Não existe questão militar neste governo que, embora com a presença de tantos militares, é um governo civil, resultado de uma eleição – é preciso enfatizar – e que enfrenta, já em seus primeiros meses de mandato, uma inusitada crise de legitimidade que pôde ser vista no domingo (26), na minguada manifestação pró-Bolsonaro que demonstra a erosão da base social que o elegeu em outubro de 2018.
O que existe no governo Bolsonaro, e preocupa os brasileiros que pensam em seu país, é uma grave questão democrática. O titular da presidência da República não esconde sua ânsia autoritária de governar sozinho, agindo contra instituições como o Congresso Nacional, o Supremo Tribunal Federal (STF) e todos aqueles que coloca sob o rótulo desqualificador de "velha política". Pretende agir contra estas instituições, esteios da ordem democrática e do equilíbrio entre os poderes da República, com o afã ditatorial de governar sem qualquer controle institucional e democrático sobre suas ações. Ações que, como largamente demonstrou nestes cinco meses inaugurais de seu governo, atentam contra os direitos do povo e dos trabalhadores, contra a soberania nacional e pela vergonhosa submissão aos EUA e a seu governo de direita dirigido por Donald Trump. Ter as mãos livres, livrando-se da tutela do legislativo e do judiciário, significa liberdade para as ações de grave desmantelamento do Estado nacional e das poucas políticas sociais que ainda sobram no país, rasgando completamente a Constituição de 1988.
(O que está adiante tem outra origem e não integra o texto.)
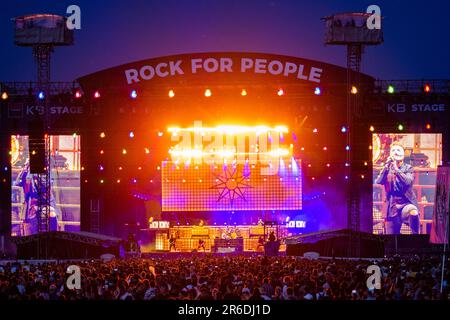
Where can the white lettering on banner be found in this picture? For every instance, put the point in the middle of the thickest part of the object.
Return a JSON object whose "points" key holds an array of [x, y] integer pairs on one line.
{"points": [[175, 68], [160, 73], [225, 64]]}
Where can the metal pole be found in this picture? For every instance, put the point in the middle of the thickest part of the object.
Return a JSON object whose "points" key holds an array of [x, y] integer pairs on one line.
{"points": [[443, 255]]}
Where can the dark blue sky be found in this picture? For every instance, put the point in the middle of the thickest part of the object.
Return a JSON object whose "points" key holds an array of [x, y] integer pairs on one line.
{"points": [[416, 33]]}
A democracia sob ameaça, que marca o governo Bolsonaro, questão democrática que o país vive desde o golpe de 2016 que afastou do poder a presidenta eleita Dilma Rousseff, poderá nestas condições evoluir para uma questão militar – desde que este setor do funcionalismo público que detém o uso legitimo da força em defesa da pátria e das instituições, se tome em brios e se junte à ampla frente democrática de oposição aos desmandos autoritários de Jair Bolsonaro.